Two other RCTs (Simon et al. 2008 and Altamura et al. 2011) did not find a statistically significant benefit from quetiapine in addition to antidepressants in people with refractory GAD. These also lasted 8 weeks and were small (22 and 20 participants, respectively). These trials are likely to have been statistically underpowered.

The summary of product characteristics states that the most commonly reported adverse effects of quetiapine are somnolence, dizziness, dry mouth, mild asthenia, constipation, tachycardia, orthostatic hypotension and dyspepsia. It also warns about the potential for several other important adverse effects, including suicidal ideation, tardive dyskinesia, neuroleptic malignant syndrome and neutropenia. Acute withdrawal symptoms have also been described after abrupt cessation of quetiapine (see the summary of product characteristics for full details).
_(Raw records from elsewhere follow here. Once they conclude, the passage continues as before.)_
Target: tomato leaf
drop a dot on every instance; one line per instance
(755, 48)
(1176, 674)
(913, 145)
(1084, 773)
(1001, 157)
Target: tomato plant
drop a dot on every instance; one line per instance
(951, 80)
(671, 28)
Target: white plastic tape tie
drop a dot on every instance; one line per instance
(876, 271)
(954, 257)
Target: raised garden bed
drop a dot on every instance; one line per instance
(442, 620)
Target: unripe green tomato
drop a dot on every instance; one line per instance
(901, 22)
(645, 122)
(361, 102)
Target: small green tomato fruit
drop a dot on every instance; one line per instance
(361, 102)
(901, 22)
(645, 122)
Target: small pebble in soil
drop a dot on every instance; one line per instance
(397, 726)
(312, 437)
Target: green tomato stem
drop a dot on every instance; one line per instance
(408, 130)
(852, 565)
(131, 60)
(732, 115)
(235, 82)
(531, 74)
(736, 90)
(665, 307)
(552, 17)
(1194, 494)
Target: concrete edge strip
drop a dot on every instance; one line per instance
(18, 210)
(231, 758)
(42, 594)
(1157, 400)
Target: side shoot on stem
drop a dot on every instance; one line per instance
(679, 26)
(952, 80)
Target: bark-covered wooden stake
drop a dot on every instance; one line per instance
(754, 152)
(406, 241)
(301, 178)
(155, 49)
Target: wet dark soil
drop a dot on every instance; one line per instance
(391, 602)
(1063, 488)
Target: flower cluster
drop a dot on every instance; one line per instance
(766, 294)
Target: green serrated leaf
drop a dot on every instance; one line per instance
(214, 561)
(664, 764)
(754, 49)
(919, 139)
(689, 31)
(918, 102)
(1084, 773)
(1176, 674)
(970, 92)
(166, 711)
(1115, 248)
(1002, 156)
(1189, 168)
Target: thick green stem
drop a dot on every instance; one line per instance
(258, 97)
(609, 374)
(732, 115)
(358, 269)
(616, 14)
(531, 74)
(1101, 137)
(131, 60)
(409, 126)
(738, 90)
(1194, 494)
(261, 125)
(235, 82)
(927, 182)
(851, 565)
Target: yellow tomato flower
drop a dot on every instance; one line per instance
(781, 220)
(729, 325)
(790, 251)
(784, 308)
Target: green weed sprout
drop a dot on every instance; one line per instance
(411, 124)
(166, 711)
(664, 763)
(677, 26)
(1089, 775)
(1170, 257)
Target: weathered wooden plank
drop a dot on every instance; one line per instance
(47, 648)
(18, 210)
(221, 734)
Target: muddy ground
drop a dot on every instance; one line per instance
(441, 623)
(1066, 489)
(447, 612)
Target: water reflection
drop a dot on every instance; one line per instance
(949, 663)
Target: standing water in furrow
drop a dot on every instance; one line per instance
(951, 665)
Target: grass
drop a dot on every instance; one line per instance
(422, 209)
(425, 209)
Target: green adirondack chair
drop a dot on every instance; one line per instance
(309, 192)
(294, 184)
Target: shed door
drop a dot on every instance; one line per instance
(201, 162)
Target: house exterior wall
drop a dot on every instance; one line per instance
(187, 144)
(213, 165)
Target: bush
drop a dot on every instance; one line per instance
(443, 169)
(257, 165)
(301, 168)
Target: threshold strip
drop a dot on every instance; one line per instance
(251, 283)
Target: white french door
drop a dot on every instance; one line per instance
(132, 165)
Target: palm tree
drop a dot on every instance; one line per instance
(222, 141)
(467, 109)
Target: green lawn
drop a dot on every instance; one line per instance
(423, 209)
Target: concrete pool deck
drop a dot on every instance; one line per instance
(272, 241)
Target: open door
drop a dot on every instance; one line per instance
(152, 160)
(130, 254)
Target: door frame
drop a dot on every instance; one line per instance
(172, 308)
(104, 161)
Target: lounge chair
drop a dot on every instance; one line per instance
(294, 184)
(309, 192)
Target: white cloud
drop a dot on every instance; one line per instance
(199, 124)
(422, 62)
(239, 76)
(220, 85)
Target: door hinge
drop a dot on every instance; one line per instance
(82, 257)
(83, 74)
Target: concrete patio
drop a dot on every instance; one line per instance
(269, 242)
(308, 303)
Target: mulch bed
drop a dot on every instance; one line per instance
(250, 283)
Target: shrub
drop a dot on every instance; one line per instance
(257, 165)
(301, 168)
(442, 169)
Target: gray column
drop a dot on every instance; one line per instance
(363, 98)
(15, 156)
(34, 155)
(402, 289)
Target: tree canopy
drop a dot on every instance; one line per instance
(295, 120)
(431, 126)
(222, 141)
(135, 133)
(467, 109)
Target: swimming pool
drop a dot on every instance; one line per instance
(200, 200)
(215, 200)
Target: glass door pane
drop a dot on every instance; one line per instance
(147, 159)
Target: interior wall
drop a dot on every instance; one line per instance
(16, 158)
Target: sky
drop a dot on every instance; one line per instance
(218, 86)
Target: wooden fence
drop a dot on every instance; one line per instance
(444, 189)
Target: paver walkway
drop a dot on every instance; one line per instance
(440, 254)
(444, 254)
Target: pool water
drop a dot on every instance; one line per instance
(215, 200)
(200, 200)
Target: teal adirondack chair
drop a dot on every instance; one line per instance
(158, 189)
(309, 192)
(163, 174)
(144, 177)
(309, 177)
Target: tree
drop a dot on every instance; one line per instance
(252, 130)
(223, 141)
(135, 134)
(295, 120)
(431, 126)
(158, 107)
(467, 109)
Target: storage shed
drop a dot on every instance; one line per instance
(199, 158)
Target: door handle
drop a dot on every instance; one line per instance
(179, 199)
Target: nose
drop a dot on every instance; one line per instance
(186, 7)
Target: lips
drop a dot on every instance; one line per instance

The NICE clinical guideline on GAD assessed the evidence for augmentation of antidepressant therapy with antipsychotics other than quetiapine. The Guideline Development Group concluded that antipsychotic augmentation should not be routinely used and should be provided only in specialist settings. The guideline recommends that antipsychotics should not be offered for GAD in primary care.

About this evidence summary

'Evidence summaries: unlicensed or off-label medicines' summarise the published evidence for selected unlicensed or off-label medicines that are considered to be of significance to the NHS, where there are no clinically appropriate licensed alternatives. The summaries provide information for clinicians and patients to inform their decision-making and support the construction and updating of local formularies.

The summaries support decision-making on the use of an unlicensed or off-label medicine for an individual patient, where there are good clinical reasons for its use, usually when there is no licensed medicine for the condition requiring treatment, or the licensed medicine is not appropriate for that individual.

The strengths and weaknesses of the relevant evidence are critically reviewed within this summary, but this summary is not NICE guidance.